上 下
255 / 321
魔王の譚

書き換える男

しおりを挟む
 結果としてルークスが情報を得られるなら大きな問題は無い。ちょっとめんどくさくはあるが……
 少なくともルークスは俺に対して隠し事が出来ない状態になっている。
 まあ、そんなことを本人に伝える必要もないし、言えば余計に「魔王だ!」と騒ぎ立てるだけだしな。

 ありがたく利用させてもらおう。

 理由はどうあれ、ユーザーによって天命の書板から得られる情報に違いがあることは判った。
 今はそれがわかっただけでも良しとしておくか。

「それじゃ、セ〇ィロス復活させるか」
「どうやるんだ?」
 ルークスは興味津々の様子で俺に聞いてくる。
「まあ、どうもこうも、さっき言ったとおりだよ。
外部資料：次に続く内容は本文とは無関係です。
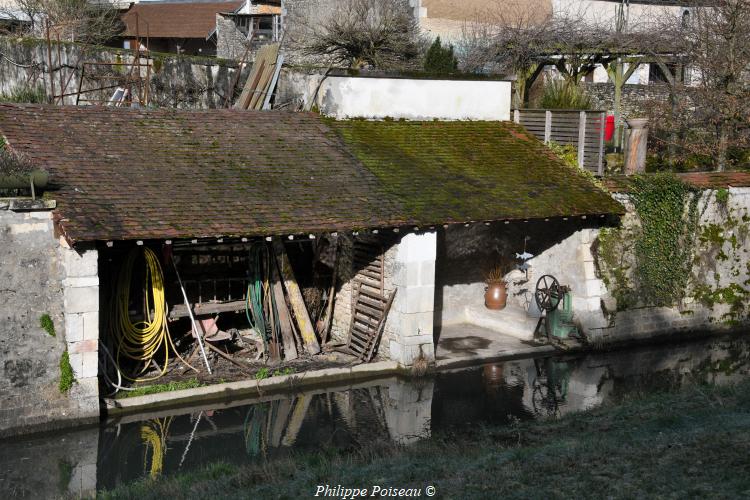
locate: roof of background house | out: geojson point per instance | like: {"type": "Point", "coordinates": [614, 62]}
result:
{"type": "Point", "coordinates": [124, 174]}
{"type": "Point", "coordinates": [175, 20]}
死亡フラグを上書きするだけだ」
「なるほどね。で、どこにある?その死亡フラグ」
「お前の見方だとそこまでは確認できないだろうな。俺と同じ見方にしないと」
 ルークスたちが普段確認しているステータスでは表示項目が少なすぎる。俺に見えている能力値ならある程度の所までは弄ることが出来る。
 ちなみに、さっきの死亡「フラグ」と言うのはプログラミング用語だ。条件が揃ったところで、特定の変数に数値を代入する。これの事を「旗(フラグ)が立った」という。「条件が整った」合図って事だな。今回は本当の意味で「死亡フラグ」が立っているのでセ〇ィロスは死んでいるということだ。
 別に、「この戦争が終わったら田舎に待たせてる彼女と結婚しようと決めた」とか、「ゾンビの群れから逃げ延びて『ここまでくれば大丈夫だろう』と口走った」という訳ではない。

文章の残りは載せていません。